I’ve been profiling my app and the CPU time is much higher than my GPU time for my second kernel call, shadeR:
357553 render 13804.7 14512.1
379571 shadeR 19475 30734.2
858099 render 13797.3 14392.2
872650 shadeR 19453.6 30245.5
906936 render 13778 14296.4
Does anyone know why this might be? If I comment out some of my shading code (to exclude reflective and transparent materials) and increase block size to 16x16 the CPU roughly equals the GPU time. Why? I am still doing the same amount of memcopies. I would have expected the CPU time to roughly equal the GPU time in the above profiler output?
Anyone got any ideas? Tim Murray?
BUMP! Anyone? I can post some more code if it will help.

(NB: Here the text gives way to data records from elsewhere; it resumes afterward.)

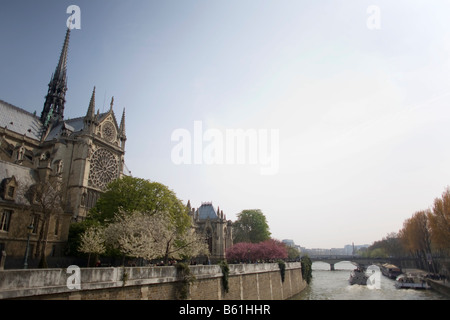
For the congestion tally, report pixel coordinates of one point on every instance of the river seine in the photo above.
(334, 285)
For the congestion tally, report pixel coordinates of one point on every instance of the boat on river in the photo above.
(411, 281)
(391, 271)
(358, 276)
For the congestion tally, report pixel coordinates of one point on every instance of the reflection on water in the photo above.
(333, 285)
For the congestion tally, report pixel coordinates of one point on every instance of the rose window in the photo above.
(104, 169)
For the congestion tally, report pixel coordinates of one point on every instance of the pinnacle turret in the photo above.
(55, 99)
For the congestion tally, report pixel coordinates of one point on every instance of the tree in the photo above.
(268, 250)
(251, 226)
(439, 220)
(140, 235)
(416, 237)
(93, 242)
(127, 195)
(131, 194)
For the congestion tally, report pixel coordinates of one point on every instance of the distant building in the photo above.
(214, 226)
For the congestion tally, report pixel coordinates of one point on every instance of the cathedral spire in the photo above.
(122, 124)
(90, 114)
(55, 99)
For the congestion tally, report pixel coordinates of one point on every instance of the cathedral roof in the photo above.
(24, 176)
(207, 211)
(73, 125)
(20, 121)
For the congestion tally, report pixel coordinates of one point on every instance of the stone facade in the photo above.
(246, 282)
(214, 226)
(79, 156)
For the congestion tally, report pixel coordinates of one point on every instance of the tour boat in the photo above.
(390, 270)
(410, 281)
(358, 276)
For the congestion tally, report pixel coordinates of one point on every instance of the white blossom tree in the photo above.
(93, 242)
(140, 235)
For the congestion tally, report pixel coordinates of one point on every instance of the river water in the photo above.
(334, 285)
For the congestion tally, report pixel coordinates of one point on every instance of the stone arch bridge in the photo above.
(357, 261)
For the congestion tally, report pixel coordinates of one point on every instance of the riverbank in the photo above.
(441, 286)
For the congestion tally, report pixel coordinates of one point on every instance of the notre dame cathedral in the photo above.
(71, 160)
(83, 155)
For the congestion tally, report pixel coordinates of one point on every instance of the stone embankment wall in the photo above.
(245, 282)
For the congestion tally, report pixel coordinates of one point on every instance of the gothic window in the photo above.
(108, 131)
(11, 190)
(104, 169)
(35, 223)
(5, 219)
(209, 239)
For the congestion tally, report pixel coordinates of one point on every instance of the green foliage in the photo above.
(226, 272)
(306, 268)
(293, 253)
(128, 195)
(187, 278)
(251, 226)
(131, 194)
(282, 266)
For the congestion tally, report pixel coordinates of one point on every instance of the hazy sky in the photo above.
(362, 113)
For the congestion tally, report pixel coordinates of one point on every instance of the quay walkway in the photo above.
(442, 286)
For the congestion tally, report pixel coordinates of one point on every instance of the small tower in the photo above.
(122, 134)
(90, 117)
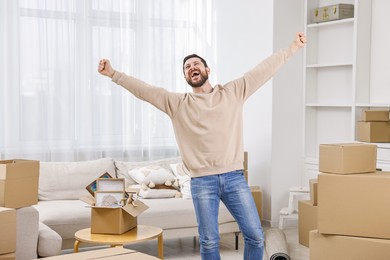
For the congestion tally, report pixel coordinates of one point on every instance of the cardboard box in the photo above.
(307, 220)
(115, 253)
(258, 197)
(18, 183)
(313, 185)
(331, 247)
(7, 230)
(373, 132)
(347, 158)
(375, 115)
(332, 12)
(107, 220)
(354, 205)
(11, 256)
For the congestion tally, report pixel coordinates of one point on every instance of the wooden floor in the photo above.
(188, 249)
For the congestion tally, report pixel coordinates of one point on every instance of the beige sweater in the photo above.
(209, 127)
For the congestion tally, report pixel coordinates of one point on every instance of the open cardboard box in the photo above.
(116, 219)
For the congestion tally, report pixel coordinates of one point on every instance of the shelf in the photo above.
(336, 77)
(327, 105)
(372, 105)
(330, 65)
(331, 23)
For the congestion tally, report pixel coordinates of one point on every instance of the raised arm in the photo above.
(260, 74)
(166, 101)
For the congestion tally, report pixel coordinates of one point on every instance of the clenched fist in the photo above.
(105, 68)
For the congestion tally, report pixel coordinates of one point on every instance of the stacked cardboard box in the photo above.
(374, 126)
(8, 233)
(353, 205)
(18, 188)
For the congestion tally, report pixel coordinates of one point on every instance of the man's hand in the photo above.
(300, 39)
(105, 68)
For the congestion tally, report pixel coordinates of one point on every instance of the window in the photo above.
(56, 106)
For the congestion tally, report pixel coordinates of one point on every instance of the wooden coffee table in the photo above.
(137, 234)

check out http://forums.nvidia.com/index.php?showtopic=94669
see if it’s a similar problem. Sorry I don’t know of any solutions at the moment.
I’ve tried various scheduling methods (polling & yielding), various thread priorities, etc - and my only conclusion is that the driver or hardware scheduler must be lazy - in the sense that it won’t free an MP the nano-second it completes a kernel, I’m guessing the scheduler has some kind of update frequency or event for freeing MPs, and it simply happens to be quite slow - thus with a high frequency of kernel invocations, especially lots of small/fast kernels, you probably can’t end up occupying the entire card due to the inability of the scheduler to free MPs that have finished executing.
(Purely a random shot in the dark, but nothing else makes sense. at least to me.)